BOISE, Idaho (AP) — The Idaho Transportation Department this week agreed to new regulations allowing transgender drivers to change the sex designation on their driver's licenses without a note from a surgeon, after two people complained that previous policy violated their civil rights.
In April 2011, the highway agency began requiring a signed surgeon's note signifying the individual "had undergone a complete surgical change of gender."
Early this year, two people were blocked from getting their driver's licenses.
Through the American Civil Liberties Union, they complained this was an invasion of their privacy as well as an arbitrary requirement, since only a fraction of people undergoing a gender transformation do so through surgical intervention.
Idaho's agency will now require a court order or doctor's affidavit attesting to a gender change, according to a policy director Brian Ness signed Monday. That's similar to requirements in most states.
Erika Falls, one of the two people who complained, has been without a driver's license since February after having it revoked.
A student at Boise State University, Falls said losing her license was an enormous inconvenience: Her partner had to take her to class and applying for jobs became a hassle. And simply sticking with her old Idaho driver's license with a male gender marker on it was out of the question, because it put her personal safety in jeopardy, she said.
"It was scary, going out and handing my ID to someone, and having that male marker," Falls said. "They see the male marker, I don't necessarily know them, or trust them. It's very dangerous."
She finally received her temporary license Tuesday.
The other person, Andrew Geske, received his temporary license with a male gender marker in January, only to receive an ITD revocation letter shortly thereafter, on grounds he had submitted no surgical proof.
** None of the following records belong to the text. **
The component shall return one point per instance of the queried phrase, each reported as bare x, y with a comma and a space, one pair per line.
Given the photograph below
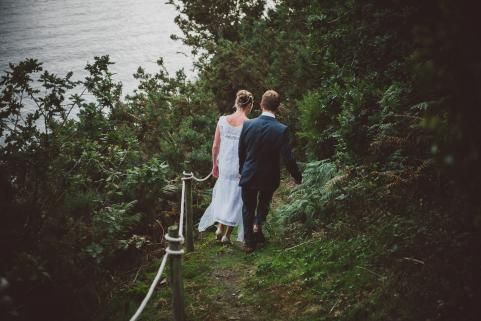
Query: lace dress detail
226, 205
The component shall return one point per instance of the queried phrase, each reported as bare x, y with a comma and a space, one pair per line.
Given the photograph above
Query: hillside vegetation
382, 98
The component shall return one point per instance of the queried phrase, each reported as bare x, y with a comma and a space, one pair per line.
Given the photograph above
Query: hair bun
243, 98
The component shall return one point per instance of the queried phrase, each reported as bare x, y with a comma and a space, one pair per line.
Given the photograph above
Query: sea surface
66, 34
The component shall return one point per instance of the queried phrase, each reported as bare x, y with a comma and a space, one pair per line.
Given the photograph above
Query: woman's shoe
225, 240
218, 233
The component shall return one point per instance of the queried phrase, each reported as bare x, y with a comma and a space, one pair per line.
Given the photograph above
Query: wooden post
189, 219
175, 275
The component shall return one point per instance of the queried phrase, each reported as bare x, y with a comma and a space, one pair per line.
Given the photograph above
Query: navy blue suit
262, 144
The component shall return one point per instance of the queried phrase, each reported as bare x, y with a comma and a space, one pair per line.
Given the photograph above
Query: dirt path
224, 296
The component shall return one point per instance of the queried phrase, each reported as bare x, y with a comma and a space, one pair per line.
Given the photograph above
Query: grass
290, 279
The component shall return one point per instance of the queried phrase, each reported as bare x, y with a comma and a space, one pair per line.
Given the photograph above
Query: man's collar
268, 113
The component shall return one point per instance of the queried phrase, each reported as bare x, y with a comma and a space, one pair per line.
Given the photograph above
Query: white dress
226, 205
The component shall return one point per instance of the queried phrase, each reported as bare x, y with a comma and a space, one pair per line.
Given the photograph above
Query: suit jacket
262, 143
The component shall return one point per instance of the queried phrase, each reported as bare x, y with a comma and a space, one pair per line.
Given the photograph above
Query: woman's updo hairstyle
244, 99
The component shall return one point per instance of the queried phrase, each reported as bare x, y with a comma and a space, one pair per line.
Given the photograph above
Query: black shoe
248, 248
260, 238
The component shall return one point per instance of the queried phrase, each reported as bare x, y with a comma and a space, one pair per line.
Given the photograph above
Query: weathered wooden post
189, 219
175, 273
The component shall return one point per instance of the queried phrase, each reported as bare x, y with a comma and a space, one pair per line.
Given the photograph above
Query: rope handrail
168, 250
151, 289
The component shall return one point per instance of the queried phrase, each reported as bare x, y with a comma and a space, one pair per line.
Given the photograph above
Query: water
66, 34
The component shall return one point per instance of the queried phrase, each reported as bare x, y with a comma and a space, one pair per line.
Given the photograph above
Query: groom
263, 141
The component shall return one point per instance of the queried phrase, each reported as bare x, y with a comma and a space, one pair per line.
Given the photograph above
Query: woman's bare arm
215, 152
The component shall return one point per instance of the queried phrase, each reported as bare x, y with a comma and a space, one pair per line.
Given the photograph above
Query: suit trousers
256, 204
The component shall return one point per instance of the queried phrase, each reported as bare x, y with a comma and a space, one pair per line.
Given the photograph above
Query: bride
226, 205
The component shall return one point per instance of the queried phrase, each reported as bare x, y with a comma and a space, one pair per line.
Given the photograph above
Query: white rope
151, 289
169, 238
181, 219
Geske, also a BSU student, said he didn't have the luxury of going without a license — he's a caregiver for a family member — and he re-applied for a license as a female.
With this week's change, he plans to re-apply again Wednesday.
"It's major brownie points for personal liberties," Geske said. "It's really encouraging that even in a state with a fairly conservative Legislature and a long history of pretty conservative policies, all it took was sitting down and having an informative conversation to secure rights for a group that's pretty thoroughly marginalized across the board. That just felt good."